City releases action guide on family separation and detention at the border
MÁS EN ESTA SECCIÓN
On Monday, the City of Philadelphia published an action guide on the federal administration’s policy of separating and detaining immigrant families at the border, designed to educate city residents about the current policies and provide additional resources for those who wish to express their opposition to the policy.
“Criminalizing migrant parents seeking safety and refuge for their families is cruel,” said Mayor Jim Kenney in a press statement. “Our communities are safer and stronger when parents are able to care for their children. I encourage Philadelphians who feel strongly about standing up for immigrant communities to review the action guide and learn what they can do to get involved.”
Along with the new action guide, the city’s Office of Immigrant Affairs has also updated the immigrant action guide, available online. According to Miriam Enriquez, director for the Office of Immigrant Affairs, the updated guide covers topics such as the travel ban, sanctuary cities litigation, DACA, TPS, and family separation.
“Things are happening very quickly; issues are constantly changing as we saw last week with the travel ban ruling,” said Enriquez in a press statement. “With so much information out there, we want our residents to have updated facts and resources, and ways individuals can take action.”
The announcement comes on the heels of an End Family Detention protest in Philadelphia’s Logan Circle on Saturday, which drew thousands of people calling for an end to the Trump administration’s policy of separating and detaining families at the border and the abolishment of the Immigration and Customs Enforcement agency — and was one of hundreds held throughout the country as part of the Families Belong Together day of action.

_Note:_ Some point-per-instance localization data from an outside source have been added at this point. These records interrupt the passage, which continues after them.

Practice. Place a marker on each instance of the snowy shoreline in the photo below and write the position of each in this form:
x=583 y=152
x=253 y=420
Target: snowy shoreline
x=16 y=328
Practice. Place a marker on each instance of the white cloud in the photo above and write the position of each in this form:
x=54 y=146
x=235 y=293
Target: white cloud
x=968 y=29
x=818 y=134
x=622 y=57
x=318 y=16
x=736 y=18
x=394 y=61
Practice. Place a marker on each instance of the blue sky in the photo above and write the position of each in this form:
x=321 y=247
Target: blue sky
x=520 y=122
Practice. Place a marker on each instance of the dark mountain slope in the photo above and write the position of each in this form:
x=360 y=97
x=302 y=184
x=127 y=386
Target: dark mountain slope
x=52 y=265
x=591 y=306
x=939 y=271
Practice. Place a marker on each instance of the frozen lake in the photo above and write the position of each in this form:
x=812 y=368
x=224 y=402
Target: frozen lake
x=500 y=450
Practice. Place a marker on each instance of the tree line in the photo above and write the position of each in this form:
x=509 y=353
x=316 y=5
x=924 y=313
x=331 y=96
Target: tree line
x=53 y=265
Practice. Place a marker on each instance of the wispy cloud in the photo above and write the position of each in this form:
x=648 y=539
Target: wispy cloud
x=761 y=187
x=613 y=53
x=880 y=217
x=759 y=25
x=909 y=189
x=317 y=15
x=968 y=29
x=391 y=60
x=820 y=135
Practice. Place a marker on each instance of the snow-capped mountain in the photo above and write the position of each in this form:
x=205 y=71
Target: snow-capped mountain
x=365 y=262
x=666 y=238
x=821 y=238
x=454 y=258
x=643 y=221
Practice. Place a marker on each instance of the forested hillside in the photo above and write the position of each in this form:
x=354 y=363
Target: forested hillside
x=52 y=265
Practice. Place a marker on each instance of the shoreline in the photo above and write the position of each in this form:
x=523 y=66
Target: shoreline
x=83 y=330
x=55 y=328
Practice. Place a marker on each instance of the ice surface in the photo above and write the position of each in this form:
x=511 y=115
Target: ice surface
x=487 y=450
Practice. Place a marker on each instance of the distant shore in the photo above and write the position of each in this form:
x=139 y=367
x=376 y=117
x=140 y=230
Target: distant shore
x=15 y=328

As a “welcoming city,” employees and officials of the City of Philadelphia, including police officers, are not allowed to ask residents about their immigration status. However, local immigrant rights organizations and activists who spoke on Saturday demanded that the city work to end a contract, up for renewal on Aug. 31, which allows ICE access to the city’s Preliminary Arraignment Reporting System, or PARS, a database with real-time information on all police arrests in the city.